いくつかの仕事がロボットに代替される過程で、新たな仕事が生まれている。産業分析企業メトラ・マーテック(Metra Martech)社の研究は、ロボットが組立ラインから排除する仕事の数よりも、新たに創出する仕事の方が多いことを示している。インドは助けを得ることができる。ボストン・コンサルティング・グループと、インド産業連盟の報告によると、インドの工場の労働生産性は主要国の中で最下位だ。インドよりひとつ上のブービーにランクインしているブラジルでさえ、インドの労働者より3倍の生産性あるというデータがある。

ロボット国際連盟の資料によると、インドのロボットの設置数は、2013年に前年比で23%上昇。年間売上台数は、1900台という年間最高記録を打ち立てている。ただそれでも、その数は中国に比べるほんのわずかだ。中国では、2014年に約5万6000台のロボットが販売されている。もちろん、世界最大の市場である。iPhoneの製造を担当するフォックスコン・テクノロジー・グループなどをはじめとする中国企業が、人件費の低い他のライバルに対抗しているからだ。

工場の仕事だけではない。
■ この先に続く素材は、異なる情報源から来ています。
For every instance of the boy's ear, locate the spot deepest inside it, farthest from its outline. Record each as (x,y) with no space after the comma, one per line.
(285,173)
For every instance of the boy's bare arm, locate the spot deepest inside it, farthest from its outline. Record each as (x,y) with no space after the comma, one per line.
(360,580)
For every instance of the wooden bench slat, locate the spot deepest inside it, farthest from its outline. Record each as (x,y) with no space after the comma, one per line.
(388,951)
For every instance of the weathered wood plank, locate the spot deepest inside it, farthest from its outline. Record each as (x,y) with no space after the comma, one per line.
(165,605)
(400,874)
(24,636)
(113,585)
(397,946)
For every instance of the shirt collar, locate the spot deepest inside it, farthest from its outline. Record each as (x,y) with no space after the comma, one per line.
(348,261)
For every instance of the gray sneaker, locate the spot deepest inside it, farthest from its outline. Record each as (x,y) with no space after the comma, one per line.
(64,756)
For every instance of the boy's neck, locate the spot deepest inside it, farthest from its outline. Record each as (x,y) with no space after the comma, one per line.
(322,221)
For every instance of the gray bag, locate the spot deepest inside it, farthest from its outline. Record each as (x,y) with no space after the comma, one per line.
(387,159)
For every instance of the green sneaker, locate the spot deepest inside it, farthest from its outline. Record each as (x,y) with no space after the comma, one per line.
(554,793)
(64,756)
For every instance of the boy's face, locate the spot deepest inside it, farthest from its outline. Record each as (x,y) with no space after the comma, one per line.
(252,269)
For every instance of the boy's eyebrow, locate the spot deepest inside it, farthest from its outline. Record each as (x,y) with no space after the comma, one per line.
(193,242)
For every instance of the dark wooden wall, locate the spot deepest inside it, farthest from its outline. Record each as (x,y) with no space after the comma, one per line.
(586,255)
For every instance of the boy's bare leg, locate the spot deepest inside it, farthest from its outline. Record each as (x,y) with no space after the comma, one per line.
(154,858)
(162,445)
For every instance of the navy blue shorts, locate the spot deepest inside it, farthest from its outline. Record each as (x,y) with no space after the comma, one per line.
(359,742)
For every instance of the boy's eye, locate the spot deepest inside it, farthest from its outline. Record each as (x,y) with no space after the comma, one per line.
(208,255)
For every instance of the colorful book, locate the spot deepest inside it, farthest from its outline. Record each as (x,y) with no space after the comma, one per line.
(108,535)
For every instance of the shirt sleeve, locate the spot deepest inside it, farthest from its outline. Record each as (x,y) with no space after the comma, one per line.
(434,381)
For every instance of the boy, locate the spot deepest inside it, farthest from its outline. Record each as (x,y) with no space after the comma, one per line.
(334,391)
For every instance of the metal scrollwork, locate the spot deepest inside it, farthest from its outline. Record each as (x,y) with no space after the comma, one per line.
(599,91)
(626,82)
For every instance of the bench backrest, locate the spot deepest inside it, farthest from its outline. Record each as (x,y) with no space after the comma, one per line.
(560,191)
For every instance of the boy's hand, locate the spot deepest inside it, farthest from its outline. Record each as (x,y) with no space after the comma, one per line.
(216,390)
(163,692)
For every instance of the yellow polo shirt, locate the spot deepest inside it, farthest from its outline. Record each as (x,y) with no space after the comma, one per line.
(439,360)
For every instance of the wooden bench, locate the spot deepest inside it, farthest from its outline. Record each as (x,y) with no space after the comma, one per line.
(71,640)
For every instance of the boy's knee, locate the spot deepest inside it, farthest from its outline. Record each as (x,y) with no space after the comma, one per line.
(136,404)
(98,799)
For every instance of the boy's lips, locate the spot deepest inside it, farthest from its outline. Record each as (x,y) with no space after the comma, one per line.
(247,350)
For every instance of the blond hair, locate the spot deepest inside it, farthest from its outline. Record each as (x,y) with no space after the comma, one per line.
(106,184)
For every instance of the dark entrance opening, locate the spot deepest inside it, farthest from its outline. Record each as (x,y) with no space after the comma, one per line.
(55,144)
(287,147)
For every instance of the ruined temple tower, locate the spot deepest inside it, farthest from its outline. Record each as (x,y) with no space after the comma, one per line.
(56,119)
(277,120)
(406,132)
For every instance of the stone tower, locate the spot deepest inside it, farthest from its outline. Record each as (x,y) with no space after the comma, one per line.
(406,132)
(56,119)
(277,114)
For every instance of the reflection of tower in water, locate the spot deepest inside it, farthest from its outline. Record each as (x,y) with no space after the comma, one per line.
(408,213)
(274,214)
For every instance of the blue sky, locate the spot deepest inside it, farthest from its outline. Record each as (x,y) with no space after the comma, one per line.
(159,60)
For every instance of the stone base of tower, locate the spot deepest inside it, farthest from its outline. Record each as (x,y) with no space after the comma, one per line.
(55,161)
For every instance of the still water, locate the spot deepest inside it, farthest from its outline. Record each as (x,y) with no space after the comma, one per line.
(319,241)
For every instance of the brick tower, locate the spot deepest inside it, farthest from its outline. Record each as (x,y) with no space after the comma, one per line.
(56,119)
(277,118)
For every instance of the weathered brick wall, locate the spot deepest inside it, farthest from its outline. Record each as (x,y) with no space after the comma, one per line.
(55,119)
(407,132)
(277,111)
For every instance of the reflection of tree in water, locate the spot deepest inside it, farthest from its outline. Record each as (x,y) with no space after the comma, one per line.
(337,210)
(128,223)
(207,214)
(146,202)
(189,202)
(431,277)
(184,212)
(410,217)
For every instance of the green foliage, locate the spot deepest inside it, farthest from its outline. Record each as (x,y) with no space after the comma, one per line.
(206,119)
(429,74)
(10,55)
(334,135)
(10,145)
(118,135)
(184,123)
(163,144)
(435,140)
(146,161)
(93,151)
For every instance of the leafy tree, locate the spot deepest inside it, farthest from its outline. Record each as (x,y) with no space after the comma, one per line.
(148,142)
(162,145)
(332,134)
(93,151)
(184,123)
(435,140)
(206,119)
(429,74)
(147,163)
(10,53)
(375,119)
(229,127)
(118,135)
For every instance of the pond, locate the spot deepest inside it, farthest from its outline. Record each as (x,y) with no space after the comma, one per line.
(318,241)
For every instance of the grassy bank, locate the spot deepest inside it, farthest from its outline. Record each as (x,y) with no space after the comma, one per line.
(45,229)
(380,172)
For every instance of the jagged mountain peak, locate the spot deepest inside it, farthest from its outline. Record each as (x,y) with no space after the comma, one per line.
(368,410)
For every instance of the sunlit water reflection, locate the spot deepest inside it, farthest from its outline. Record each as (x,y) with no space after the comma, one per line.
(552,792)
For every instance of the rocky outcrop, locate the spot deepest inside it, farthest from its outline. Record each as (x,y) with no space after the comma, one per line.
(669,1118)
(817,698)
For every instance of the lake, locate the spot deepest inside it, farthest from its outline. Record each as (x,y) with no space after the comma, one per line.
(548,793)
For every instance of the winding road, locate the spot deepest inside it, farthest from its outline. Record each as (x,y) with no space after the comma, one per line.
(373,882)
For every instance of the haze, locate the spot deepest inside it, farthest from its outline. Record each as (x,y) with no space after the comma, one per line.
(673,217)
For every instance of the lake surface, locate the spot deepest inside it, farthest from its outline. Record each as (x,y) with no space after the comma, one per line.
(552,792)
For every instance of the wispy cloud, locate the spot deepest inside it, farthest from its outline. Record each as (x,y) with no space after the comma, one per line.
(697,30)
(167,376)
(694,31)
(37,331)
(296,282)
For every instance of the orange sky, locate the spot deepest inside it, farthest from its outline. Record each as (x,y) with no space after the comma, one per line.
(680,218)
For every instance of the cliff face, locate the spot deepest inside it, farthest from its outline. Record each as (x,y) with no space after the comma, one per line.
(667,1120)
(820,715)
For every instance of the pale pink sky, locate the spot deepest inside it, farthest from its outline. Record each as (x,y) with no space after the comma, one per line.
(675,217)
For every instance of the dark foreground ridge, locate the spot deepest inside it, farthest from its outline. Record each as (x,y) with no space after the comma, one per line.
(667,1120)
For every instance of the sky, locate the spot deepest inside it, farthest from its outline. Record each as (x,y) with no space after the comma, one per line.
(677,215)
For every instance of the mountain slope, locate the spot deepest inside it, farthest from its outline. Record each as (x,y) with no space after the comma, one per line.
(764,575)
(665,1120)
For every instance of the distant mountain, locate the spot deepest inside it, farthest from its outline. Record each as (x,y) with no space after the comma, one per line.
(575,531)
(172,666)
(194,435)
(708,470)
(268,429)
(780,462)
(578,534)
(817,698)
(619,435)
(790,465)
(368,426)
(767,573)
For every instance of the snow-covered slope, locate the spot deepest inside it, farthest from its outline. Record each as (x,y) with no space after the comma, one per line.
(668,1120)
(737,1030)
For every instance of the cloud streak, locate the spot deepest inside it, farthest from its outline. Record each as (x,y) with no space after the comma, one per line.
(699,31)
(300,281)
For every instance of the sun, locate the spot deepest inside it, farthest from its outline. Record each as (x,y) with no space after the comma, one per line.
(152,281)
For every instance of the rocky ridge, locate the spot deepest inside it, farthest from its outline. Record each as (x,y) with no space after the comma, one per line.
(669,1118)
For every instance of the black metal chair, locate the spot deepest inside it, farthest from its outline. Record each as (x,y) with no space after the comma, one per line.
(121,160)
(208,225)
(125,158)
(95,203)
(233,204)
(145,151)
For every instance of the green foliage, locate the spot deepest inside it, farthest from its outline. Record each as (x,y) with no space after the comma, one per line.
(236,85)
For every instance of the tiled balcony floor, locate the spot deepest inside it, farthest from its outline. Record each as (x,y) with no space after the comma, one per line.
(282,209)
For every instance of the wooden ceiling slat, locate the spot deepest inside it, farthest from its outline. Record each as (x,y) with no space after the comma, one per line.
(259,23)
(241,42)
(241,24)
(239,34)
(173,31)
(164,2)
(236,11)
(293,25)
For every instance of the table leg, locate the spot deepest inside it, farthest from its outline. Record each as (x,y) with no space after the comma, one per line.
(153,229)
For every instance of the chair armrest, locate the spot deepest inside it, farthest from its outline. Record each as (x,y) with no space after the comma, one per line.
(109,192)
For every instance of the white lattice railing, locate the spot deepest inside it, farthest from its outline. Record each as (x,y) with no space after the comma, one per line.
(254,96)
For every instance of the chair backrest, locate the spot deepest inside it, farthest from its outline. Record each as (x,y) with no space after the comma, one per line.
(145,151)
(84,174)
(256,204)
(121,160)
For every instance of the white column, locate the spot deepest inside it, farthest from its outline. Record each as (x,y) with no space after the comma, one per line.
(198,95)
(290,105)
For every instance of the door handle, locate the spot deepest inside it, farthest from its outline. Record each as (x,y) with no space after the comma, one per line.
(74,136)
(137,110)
首都デリーの北東約80キロの位置にある都市・メーラトでは、地元の警察が、交通案内の忙しさを解消するためにロボットを使用することを検討しているそうだ。市内の副監察官であるラミット・シャルマ(Ramit Sharma)氏は、電話取材でそう話した。また、コタック(Kotak)が発行した 今年6月の報告書によると、情報技術関連の会社や銀行も、末端の事務職員の業務を代替えするために、ロボット化や自動化を進めてようとしている。

その労働者数と相対的に見比べるならば、中国とインドはまだわずかしかロボットが浸透していないと言える。 IFRのデータによると、東南アジア諸国のロボット密度(工場労働者1万人あたりのロボット台数)を牽引するのは、タイ、インドネシア、マレーシアだ。

ロンドンに本拠地を構えるスタンダード・チャータード(Standard Chartered)銀行のシニアエコノミスト・Madhur Jha氏は、次のように指摘する。

「インドには(ロボット化、自動化における)競争で敗北する脅威が潜在している周辺国は、わずかにより開発された強力な製造拠点を持っており、競争力を維持するために自動化を迅速に進めています。」